Les bureaux d’un sous-traitant de Meta, société mère de Facebook, à Nairobi (Kenya), en juin 2023. TONY KARUMBA / AFP

Rivés sur leur écran, des dizaines d’employés d’une entreprise kényane y traquent des baleines, repèrent des voleurs à la tire ou scrutent des lésions pulmonaires dues au Covid-19 pour le compte de clients étrangers, signe d’un marché mondial de la sous-traitance en plein essor. Leur employeur, Cloudfactory, a ouvert ses portes à Nairobi, capitale du Kenya, en 2014, proposant au départ des services simples, comme de la transcription.
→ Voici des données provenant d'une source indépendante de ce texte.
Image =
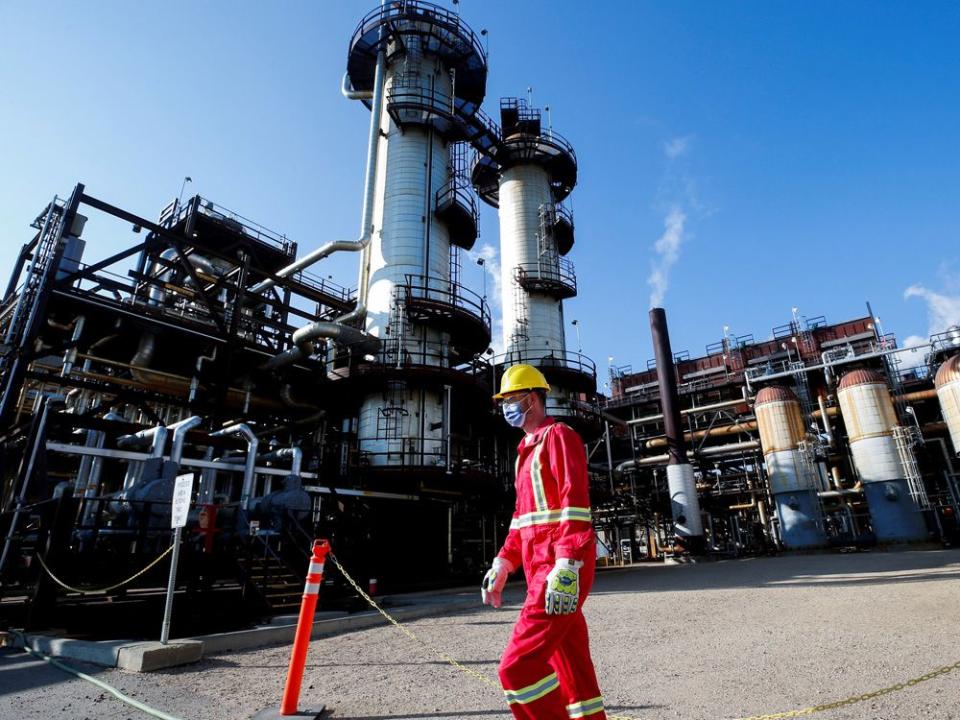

Mais depuis 2024, l’entreprise offre aussi un éventail de services liés à l’intelligence artificielle (IA), qui bouleverse le secteur et fait naître l’espoir de soutenir l’emploi des jeunes dans ce pays, locomotive économique de l’Afrique de l’Est. Pour ses clients, Cloudfactory analyse des radiographies médicales, aide les assureurs à repérer des toits endommagés ou mesure la couverture forestière pour vérifier que des projets de compensation carbone remplissent leurs promesses.

L’un d’eux, Charles River Analytics, une entreprise américaine de robotique, avait besoin d’utiliser l’IA pour éviter que des baleines n’entrent en collision avec ses navires sans pilote. « Nous avons encore besoin de gens pour dire aux machines ce qu’elles doivent faire et pour vérifier ce qu’elles produisent, rappelle Festus Kiragu, directeur de Cloudfactory Kenya. Et cela crée des emplois, beaucoup d’emplois. » Ce prestataire emploie quelque 130 personnes et collabore avec 3 000 travailleurs indépendants.